British Columbia

Orca calf born to endangered southern whale population

A newborn orca calf has been spotted among the endangered southern resident killer whale population, making it the third calf born to the population in two months.

L pod calf spotted 15 miles of Westport, Wash. by biologists

A newborn orca calf has been spotted in the L pod of the endangered southern resident population. (NOAA)

A newborn orca calf has been spotted among the endangered southern resident killer whale population, making it the third calf born to the population in two months.

The previous two calves were born to the J pod, whereas this new orca was spotted within the L pod, by biologists with the U.S. National Oceanic and Atmospheric Administration off the coast of Washington state.

"We were about 15 miles west of Westport this morning when we re-sighted the whales and observed a new calf —L94 appears to be the mother," a statement from the NOAA says.

"The calf looked very energetic. We have five more days on the cruise and look forward to additional observations."

The orca displays the distinctive orange markings of a newborn. (NOAA)
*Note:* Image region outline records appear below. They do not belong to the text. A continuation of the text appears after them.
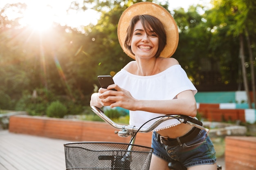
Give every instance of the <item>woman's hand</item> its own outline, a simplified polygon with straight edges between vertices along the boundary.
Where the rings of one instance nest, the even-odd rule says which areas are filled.
[[[116,91],[110,89],[115,89]],[[112,84],[107,89],[101,88],[99,91],[99,98],[100,103],[104,106],[110,108],[121,107],[130,110],[135,110],[135,99],[130,93],[116,84]]]

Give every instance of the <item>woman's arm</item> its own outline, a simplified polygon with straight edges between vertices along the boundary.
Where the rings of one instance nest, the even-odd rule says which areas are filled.
[[[103,106],[110,107],[121,107],[131,110],[142,110],[164,114],[184,115],[195,116],[196,102],[192,91],[183,91],[177,99],[166,100],[138,100],[130,92],[116,84],[110,85],[108,88],[117,91],[107,91],[99,95]]]

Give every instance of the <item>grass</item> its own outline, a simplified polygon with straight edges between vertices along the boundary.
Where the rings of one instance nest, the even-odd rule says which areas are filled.
[[[216,157],[222,157],[225,154],[225,139],[224,137],[211,138],[216,151]]]

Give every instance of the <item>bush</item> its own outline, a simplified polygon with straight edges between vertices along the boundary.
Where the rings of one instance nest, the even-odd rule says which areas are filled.
[[[67,107],[59,101],[53,102],[46,109],[48,117],[63,118],[67,113]]]

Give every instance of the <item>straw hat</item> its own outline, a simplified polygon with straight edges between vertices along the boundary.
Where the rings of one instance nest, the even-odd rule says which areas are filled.
[[[130,22],[135,16],[150,15],[158,18],[164,25],[166,34],[166,45],[160,56],[167,58],[174,53],[179,42],[179,32],[174,19],[171,14],[162,7],[149,2],[138,2],[128,7],[124,12],[118,22],[117,35],[122,49],[129,56],[135,59],[135,56],[124,47],[126,31]]]

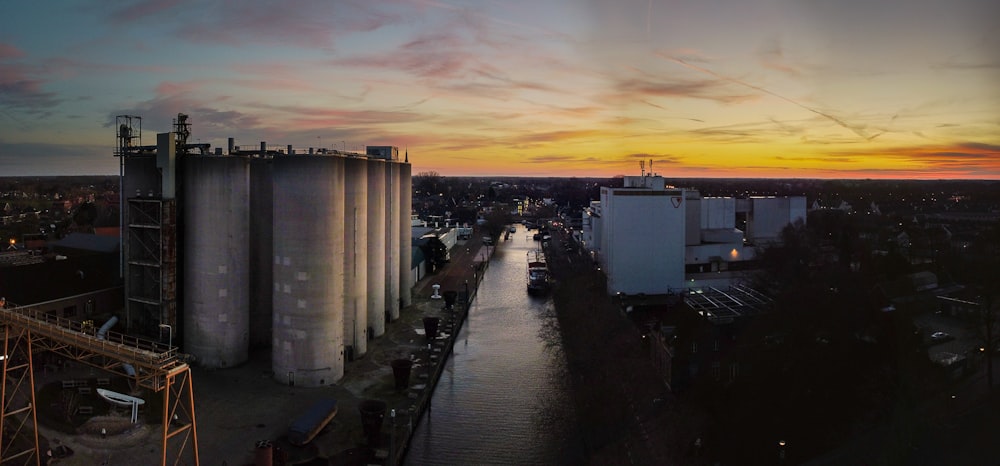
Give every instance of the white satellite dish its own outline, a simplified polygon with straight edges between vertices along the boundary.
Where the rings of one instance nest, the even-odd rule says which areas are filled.
[[[142,398],[136,398],[134,396],[129,396],[124,393],[113,392],[111,390],[105,390],[103,388],[97,389],[97,394],[101,395],[109,403],[116,404],[118,406],[132,406],[133,404],[141,405],[145,404],[146,401]]]
[[[145,400],[103,388],[98,388],[97,394],[101,395],[101,398],[104,398],[108,403],[132,408],[132,424],[139,422],[139,405],[145,404]]]

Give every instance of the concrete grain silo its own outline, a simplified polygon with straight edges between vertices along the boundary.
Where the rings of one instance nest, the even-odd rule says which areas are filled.
[[[272,165],[269,158],[250,159],[250,347],[271,345],[274,280]]]
[[[412,231],[410,214],[413,211],[413,179],[408,162],[399,164],[399,300],[400,307],[412,304],[411,265],[413,255]],[[455,290],[457,291],[457,290]]]
[[[272,369],[289,385],[328,385],[344,375],[344,158],[273,164]]]
[[[387,321],[394,322],[399,318],[399,167],[398,160],[392,160],[385,164],[385,249],[386,270],[385,270],[385,307],[388,313]],[[407,212],[409,217],[409,212]],[[409,223],[409,221],[407,221]],[[409,239],[409,238],[407,238]]]
[[[183,157],[184,350],[201,366],[248,358],[249,183],[243,157]]]
[[[385,167],[387,163],[368,159],[368,327],[371,337],[385,333],[386,242]]]
[[[344,161],[344,344],[368,352],[368,160]]]

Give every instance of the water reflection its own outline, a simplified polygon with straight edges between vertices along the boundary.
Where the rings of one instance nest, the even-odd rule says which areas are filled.
[[[523,229],[501,242],[405,464],[578,464],[566,359],[547,296],[526,292]]]

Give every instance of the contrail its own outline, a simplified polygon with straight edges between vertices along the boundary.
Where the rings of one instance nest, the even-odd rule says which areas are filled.
[[[875,138],[877,138],[877,137],[879,137],[879,136],[882,135],[882,133],[878,133],[878,134],[876,134],[874,136],[870,136],[870,135],[868,135],[868,133],[865,130],[863,130],[861,128],[854,127],[854,126],[848,124],[847,122],[845,122],[844,120],[841,120],[840,118],[837,118],[837,117],[835,117],[833,115],[830,115],[829,113],[825,113],[825,112],[821,112],[819,110],[816,110],[815,108],[809,107],[808,105],[800,104],[800,103],[798,103],[798,102],[796,102],[796,101],[794,101],[792,99],[789,99],[788,97],[785,97],[785,96],[783,96],[781,94],[776,94],[776,93],[771,92],[771,91],[769,91],[767,89],[764,89],[763,87],[755,86],[755,85],[750,84],[748,82],[740,81],[739,79],[736,79],[736,78],[730,78],[729,76],[723,76],[723,75],[721,75],[719,73],[716,73],[716,72],[714,72],[714,71],[712,71],[710,69],[702,68],[702,67],[697,66],[697,65],[692,65],[692,64],[690,64],[690,63],[688,63],[688,62],[686,62],[684,60],[681,60],[680,58],[677,58],[677,57],[672,57],[670,55],[664,55],[664,54],[661,54],[661,53],[657,53],[657,55],[659,55],[659,56],[661,56],[663,58],[666,58],[667,60],[670,60],[670,61],[672,61],[674,63],[677,63],[677,64],[679,64],[679,65],[681,65],[681,66],[683,66],[685,68],[690,68],[692,70],[695,70],[695,71],[698,71],[698,72],[701,72],[701,73],[705,73],[705,74],[708,74],[710,76],[714,76],[714,77],[722,79],[724,81],[729,81],[731,83],[736,83],[736,84],[739,84],[741,86],[746,86],[746,87],[749,87],[750,89],[754,89],[754,90],[763,92],[763,93],[765,93],[767,95],[770,95],[770,96],[773,96],[773,97],[777,97],[777,98],[779,98],[781,100],[784,100],[785,102],[788,102],[788,103],[790,103],[792,105],[795,105],[795,106],[797,106],[799,108],[808,110],[808,111],[813,112],[813,113],[815,113],[815,114],[817,114],[819,116],[827,118],[828,120],[830,120],[830,121],[832,121],[832,122],[834,122],[834,123],[836,123],[836,124],[838,124],[840,126],[843,126],[844,128],[847,128],[847,129],[851,130],[852,132],[854,132],[854,134],[857,134],[858,136],[861,136],[865,140],[871,141],[872,139],[875,139]]]

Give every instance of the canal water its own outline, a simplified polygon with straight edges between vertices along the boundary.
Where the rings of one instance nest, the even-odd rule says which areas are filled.
[[[555,309],[526,290],[539,246],[500,241],[404,464],[584,462]]]

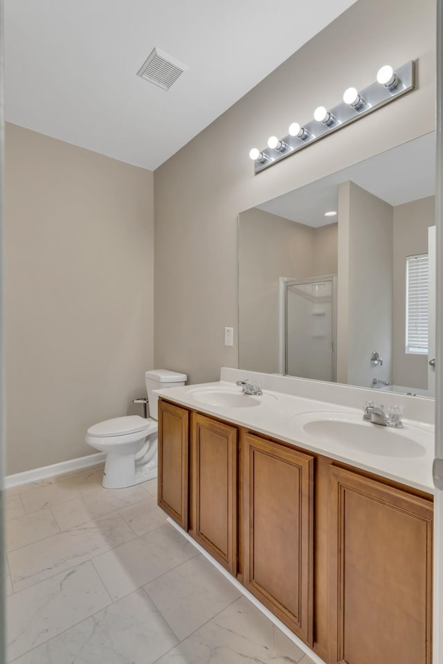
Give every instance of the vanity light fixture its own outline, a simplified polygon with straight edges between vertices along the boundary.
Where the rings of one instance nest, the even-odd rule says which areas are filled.
[[[270,136],[268,138],[268,147],[271,150],[277,150],[278,152],[284,152],[289,149],[289,145],[277,136]]]
[[[377,83],[384,85],[388,90],[396,88],[400,80],[390,64],[381,67],[377,74]]]
[[[257,161],[259,164],[264,164],[271,158],[266,152],[261,152],[256,147],[253,147],[252,150],[249,151],[249,156],[253,161]]]
[[[359,94],[356,88],[348,88],[347,90],[345,90],[343,102],[345,104],[347,104],[351,109],[356,111],[364,104],[365,100],[361,95]]]
[[[327,111],[324,106],[318,107],[314,111],[314,119],[318,122],[322,122],[329,127],[336,121],[336,118],[330,111]]]
[[[293,122],[287,136],[271,136],[264,149],[254,149],[249,156],[254,162],[256,174],[284,159],[311,143],[324,138],[334,131],[359,120],[386,104],[390,104],[415,86],[415,63],[410,60],[394,71],[390,65],[384,65],[377,75],[377,80],[365,88],[348,88],[339,104],[329,109],[319,106],[314,119],[300,124]]]
[[[306,127],[302,127],[298,122],[293,122],[292,124],[289,124],[288,131],[290,136],[296,136],[301,140],[305,140],[309,135],[309,132]]]

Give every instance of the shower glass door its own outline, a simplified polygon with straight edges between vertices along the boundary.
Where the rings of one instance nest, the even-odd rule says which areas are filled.
[[[336,380],[335,275],[280,279],[282,373],[317,380]]]

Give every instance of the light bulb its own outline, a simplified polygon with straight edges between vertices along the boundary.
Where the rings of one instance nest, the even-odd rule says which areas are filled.
[[[390,64],[381,67],[377,74],[377,83],[385,88],[395,88],[398,85],[399,77]]]
[[[314,111],[314,119],[318,122],[323,122],[323,124],[332,124],[335,120],[335,118],[330,111],[327,111],[324,106],[319,106]]]
[[[291,136],[297,136],[298,138],[302,140],[307,138],[307,131],[304,127],[300,127],[298,122],[293,122],[292,124],[290,124],[288,131]]]

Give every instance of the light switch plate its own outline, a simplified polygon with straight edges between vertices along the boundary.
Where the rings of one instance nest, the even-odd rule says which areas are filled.
[[[232,346],[233,343],[234,343],[234,328],[225,327],[224,329],[225,346]]]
Though the births are considered encouraging, Dr. Lance Barrett-Lennard, head of the Vancouver Aquarium Cetacean Research Program, says this orca population remains under threat.

"At only 80 individuals, it still has a long road ahead of it on the way to recovery," she said in a statement.

The southern population spend their summers in the waters around southern Vancouver Island and northern Washington, but can travel much farther in the winter.